[Pitch] Package traits

tshortli · May 31, 2024, 9:00pm

I think it's worth spelling out what you mean by "compile" here. I've been making the compiler more aware of code that is unreachable at runtime due to un-availability constraints. For example, a function that is @available(macOS, unavailable) is unreachable at runtime^[1] on macOS and can therefore either be omitted in the resulting binary (or at least stubbed out if it still needs to exist for linking purposes). Taking advantage of this knowledge, we can get some of the best of both worlds: we still type check code that is unreachable at runtime, since it's not conditionally compiled, but we don't do any code generation for it so the size impact is minimized. This helps avoid a problem with conditional compilation where you can't be sure that code you are changing will still compile in other build configurations without actually building in those configurations. Embedded Swift takes advantage of this feature to keep various declarations available for type checking, while not allowing those unavailable-in-embedded declarations to actually wind up in the final binary.

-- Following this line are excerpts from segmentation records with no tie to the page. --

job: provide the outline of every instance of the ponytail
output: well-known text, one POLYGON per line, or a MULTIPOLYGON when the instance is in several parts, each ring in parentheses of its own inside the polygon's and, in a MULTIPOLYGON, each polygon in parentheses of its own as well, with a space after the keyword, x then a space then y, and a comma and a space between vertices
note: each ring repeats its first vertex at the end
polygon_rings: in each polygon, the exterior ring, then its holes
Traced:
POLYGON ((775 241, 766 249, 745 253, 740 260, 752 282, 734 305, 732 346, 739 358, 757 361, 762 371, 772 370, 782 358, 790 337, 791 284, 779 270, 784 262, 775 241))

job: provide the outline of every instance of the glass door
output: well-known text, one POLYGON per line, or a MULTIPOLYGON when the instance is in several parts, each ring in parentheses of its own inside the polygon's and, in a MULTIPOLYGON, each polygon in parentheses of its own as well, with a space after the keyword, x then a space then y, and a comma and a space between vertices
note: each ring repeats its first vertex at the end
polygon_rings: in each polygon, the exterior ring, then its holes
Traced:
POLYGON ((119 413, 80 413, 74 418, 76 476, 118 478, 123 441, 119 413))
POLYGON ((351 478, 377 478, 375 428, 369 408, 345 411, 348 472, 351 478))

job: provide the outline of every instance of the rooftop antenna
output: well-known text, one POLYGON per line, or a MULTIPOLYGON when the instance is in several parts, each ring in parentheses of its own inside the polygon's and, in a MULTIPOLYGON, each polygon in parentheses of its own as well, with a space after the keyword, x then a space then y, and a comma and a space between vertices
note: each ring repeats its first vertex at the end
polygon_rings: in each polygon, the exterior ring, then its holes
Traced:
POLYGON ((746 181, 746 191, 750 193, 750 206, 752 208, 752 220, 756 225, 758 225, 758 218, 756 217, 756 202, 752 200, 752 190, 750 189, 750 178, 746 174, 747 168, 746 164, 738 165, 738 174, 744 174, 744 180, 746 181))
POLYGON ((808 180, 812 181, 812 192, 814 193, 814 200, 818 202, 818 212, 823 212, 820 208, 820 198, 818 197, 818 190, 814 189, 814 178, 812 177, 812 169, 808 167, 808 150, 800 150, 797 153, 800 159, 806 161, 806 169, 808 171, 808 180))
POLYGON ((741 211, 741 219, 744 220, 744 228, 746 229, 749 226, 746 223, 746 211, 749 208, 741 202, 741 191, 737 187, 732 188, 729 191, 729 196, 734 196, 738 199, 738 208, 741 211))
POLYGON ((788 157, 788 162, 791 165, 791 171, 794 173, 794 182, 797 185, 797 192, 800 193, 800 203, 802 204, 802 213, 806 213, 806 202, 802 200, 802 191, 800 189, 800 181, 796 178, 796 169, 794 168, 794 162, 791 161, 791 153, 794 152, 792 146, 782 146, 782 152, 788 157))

Modulo various compiler bugs that defeat availability checking, or the owner of a resilient library retroactively marking a previously available function as unavailable. ↩︎

Alejandro · May 31, 2024, 9:10pm

It's perfectly reasonable that any documentation target can have all of the features enabled to be able to compile and see all definitions to emit documentation, but clients depending on a package without feature X won't even compile/typecheck/potentially see a file for feature X.

taylorswift · May 31, 2024, 9:11pm

does this imply that all traits must be mutually compatible with one another?

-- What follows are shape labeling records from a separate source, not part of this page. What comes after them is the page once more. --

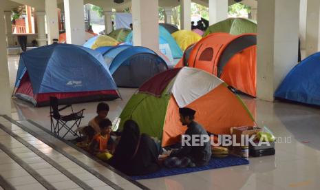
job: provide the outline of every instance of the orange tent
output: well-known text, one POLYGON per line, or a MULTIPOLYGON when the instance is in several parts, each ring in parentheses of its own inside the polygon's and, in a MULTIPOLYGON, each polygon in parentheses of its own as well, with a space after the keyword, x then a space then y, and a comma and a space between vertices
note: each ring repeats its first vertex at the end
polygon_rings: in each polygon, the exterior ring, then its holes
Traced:
POLYGON ((189 46, 175 67, 209 72, 229 85, 256 96, 257 35, 214 33, 189 46))
POLYGON ((228 134, 232 127, 255 125, 246 105, 224 82, 203 70, 184 67, 145 82, 123 109, 119 127, 133 119, 142 133, 161 140, 162 147, 175 144, 186 129, 179 120, 179 107, 184 107, 195 110, 195 120, 211 134, 228 134))

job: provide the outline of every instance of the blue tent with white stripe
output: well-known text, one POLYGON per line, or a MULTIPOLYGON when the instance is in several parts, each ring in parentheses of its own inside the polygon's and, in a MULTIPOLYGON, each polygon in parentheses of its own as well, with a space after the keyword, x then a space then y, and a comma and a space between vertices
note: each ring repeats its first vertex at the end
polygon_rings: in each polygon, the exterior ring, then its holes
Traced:
MULTIPOLYGON (((130 32, 125 40, 127 43, 132 42, 132 32, 130 32)), ((183 52, 171 34, 162 25, 159 25, 159 43, 168 44, 170 47, 171 54, 175 59, 182 58, 183 52)), ((165 53, 162 52, 166 54, 165 53)))
POLYGON ((293 67, 275 93, 276 98, 320 105, 320 52, 293 67))
POLYGON ((48 105, 52 96, 61 104, 118 98, 101 54, 71 44, 53 44, 22 53, 15 87, 17 97, 35 106, 48 105))
POLYGON ((166 62, 147 48, 122 45, 103 55, 116 85, 139 87, 149 78, 168 69, 166 62))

Alejandro · May 31, 2024, 9:27pm

There's lots of different ways to tackle the documentation issue, if the traits are all mutually compatible then it can just turn them all on in one shot. If not, then it could turn each one on individually and attempt to merge artifacts, etc. The problem's been solved before, we just have to find how it fits into our language and ecosystem

FranzBusch · May 31, 2024, 10:19pm

Yes and that’s called out in the proposal. A package must support compiling with all possible trait combinations including all traits enabled. A trait must never remove API or change API it can only be additive.

lukasa · June 1, 2024, 6:11am

The problem with the “type check but don’t compile” pattern both you and @Joe_Groff bring up is that to do it requires that you still have all the necessary modules and headers to do that type checking. This is particularly challenging in SwiftPM with system dependencies.

A common example that we used to see was OpenSSL: if you depend on something that uses OpenSSL and needs to type check, you have to have the OpenSSL headers. Those aren’t shipped by default on Apple platforms and SwiftPM can struggle to find them elsewhere, so this makes everyone’s build story harder, even if they never use OpenSSL.

Relatedly, in SwiftPM land today we have no way to emit the type checking information for a module without compiling it first. So the impact here is that you do actually have to compile your whole dependency tree. Using an availability guard here would require us to be able to produce Swift module files without compiling the whole tree first, and also requires us to get internal imports actually working.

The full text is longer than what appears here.